Sport : Berlin Capitals: Ein Freund, ein guter Freund

Claus Vetter

Manchmal müssen Zusammenhänge nicht konstruiert werden. Eben dann, wenn sie sich aufdrängen. Was Ilja Worobjew, bis gestern Stürmer in Diensten der Berlin Capitals aus der Deutschen Eishockey-Liga (DEL), Wert ist, das ist bekannt. Für rund 180 000 Mark netto pro Saison sind die Dienste des Russen mit deutschem Pass zu haben. Frankfurt, Köln und der EHC Eisbären haben seit Tagen um die Gunst von Worobjew gebuhlt. Den Zuschlag bekamen gestern überraschend die Mannheimer Adler. Fast zeitgleich mit dem Wechsel Worobjews verkündeten indes die zuvor hochverschuldeten Capitals ihre Rettung - einen Tag vor der Gesellschaftertagung der DEL in Frankfurt. Dort soll heute endgültig entschieden werden, ob die Capitals ihre vor Wochenfrist durch Geschäftsführung und Aufsichtsrat der DEL wegen Millionenschulden entzogene Lizenz doch noch erhalten.
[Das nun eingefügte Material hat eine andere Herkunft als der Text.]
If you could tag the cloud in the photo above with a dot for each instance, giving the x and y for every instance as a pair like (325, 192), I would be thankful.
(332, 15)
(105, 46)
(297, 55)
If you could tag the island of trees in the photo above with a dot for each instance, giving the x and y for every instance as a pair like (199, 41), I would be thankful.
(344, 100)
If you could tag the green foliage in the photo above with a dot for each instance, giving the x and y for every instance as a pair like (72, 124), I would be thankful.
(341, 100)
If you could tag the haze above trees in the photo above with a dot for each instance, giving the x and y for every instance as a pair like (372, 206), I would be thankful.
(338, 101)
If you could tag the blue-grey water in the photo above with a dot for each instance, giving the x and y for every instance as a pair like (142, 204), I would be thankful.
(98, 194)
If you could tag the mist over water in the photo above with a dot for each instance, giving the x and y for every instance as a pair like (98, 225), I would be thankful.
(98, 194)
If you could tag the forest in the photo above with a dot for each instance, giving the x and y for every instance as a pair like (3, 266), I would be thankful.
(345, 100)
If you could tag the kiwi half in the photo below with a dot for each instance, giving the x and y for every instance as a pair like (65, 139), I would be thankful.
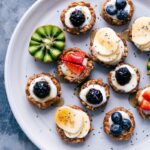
(47, 43)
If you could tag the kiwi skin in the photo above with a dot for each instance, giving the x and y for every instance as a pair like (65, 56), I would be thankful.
(47, 43)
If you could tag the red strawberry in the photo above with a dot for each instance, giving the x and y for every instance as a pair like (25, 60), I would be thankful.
(74, 57)
(146, 95)
(145, 105)
(75, 68)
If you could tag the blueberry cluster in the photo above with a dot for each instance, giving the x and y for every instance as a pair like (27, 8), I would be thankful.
(118, 9)
(94, 96)
(41, 89)
(77, 18)
(119, 124)
(123, 76)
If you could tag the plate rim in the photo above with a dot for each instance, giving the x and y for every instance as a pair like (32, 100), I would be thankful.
(27, 13)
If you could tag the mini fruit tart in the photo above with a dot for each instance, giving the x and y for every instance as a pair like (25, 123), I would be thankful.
(78, 18)
(108, 47)
(75, 65)
(47, 43)
(119, 124)
(117, 12)
(94, 94)
(143, 102)
(140, 33)
(125, 78)
(72, 124)
(43, 90)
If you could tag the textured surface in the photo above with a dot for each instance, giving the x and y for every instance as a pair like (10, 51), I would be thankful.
(11, 136)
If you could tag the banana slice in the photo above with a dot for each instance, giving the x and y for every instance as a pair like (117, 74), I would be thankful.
(69, 119)
(141, 31)
(105, 42)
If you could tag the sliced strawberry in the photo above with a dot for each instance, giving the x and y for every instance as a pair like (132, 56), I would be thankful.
(75, 68)
(146, 95)
(74, 57)
(145, 105)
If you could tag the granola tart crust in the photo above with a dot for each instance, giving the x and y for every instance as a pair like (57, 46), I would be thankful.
(141, 113)
(43, 105)
(73, 140)
(124, 136)
(122, 91)
(78, 31)
(109, 65)
(117, 22)
(84, 75)
(101, 83)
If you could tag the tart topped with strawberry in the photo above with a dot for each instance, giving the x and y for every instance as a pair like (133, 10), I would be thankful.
(143, 102)
(75, 65)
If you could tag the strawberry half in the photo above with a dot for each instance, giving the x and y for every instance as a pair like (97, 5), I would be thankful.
(75, 68)
(76, 57)
(145, 105)
(146, 95)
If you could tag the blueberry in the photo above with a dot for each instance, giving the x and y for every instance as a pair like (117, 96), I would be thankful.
(126, 124)
(116, 129)
(123, 76)
(77, 18)
(94, 96)
(122, 15)
(116, 117)
(121, 4)
(41, 89)
(111, 10)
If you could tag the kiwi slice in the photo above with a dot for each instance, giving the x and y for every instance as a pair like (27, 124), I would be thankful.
(47, 43)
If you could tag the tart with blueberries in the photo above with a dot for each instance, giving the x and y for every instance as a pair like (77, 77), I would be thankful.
(125, 78)
(119, 124)
(47, 43)
(108, 47)
(117, 12)
(43, 90)
(94, 94)
(143, 102)
(75, 65)
(78, 18)
(139, 33)
(73, 124)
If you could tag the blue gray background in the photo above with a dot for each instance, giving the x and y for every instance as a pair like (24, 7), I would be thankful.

Hauptgesellschafter Egon Banghard soll nun elf Millionen Mark aufgetrieben haben. Über die Herkunft des Geldes schweigen sich die Capitals aus. Gestern wurde allerdings bekannt, dass Banghard bei seiner Sammeltour am Montag bei Dietmar Hopp, Gesellschafter bei den Mannheimer Adlern, vorstellig geworden ist. Dass sich die alten Geschäftsfreunde Banghard und Hopp - der Multimillionär Dietmar Hopp hält mit Sohn Daniel sämtliche Anteile an den Adlern - zum Plausch treffen, ist an sich nichts Ungewöhnliches. Doch nach Tagesspiegel-Informationen haben die Mannheimer den Berlinern nun finanziell unter die Arme gegriffen.

Jetzt behaupten die Capitals, sie hätten sich bis heute aller Verbindlichkeiten entledigt. "Wir werden am Mittwoch vollständig entschuldet sein", sagte Joachim Börner gestern. Viel mehr wollte der Vorsitzende des Aufsichtsrates der Capitals nicht verraten. "Ich will nicht dem vorgreifen, was auf der Gesellschaftertagung der DEL gesagt werden soll", meinte Börner. Geht es nach den Berlinern, dann wird der Klub - nicht zuletzt Dank der Unterstützung von Mannheimer Seite - heute seine Lizenz zurückerhalten.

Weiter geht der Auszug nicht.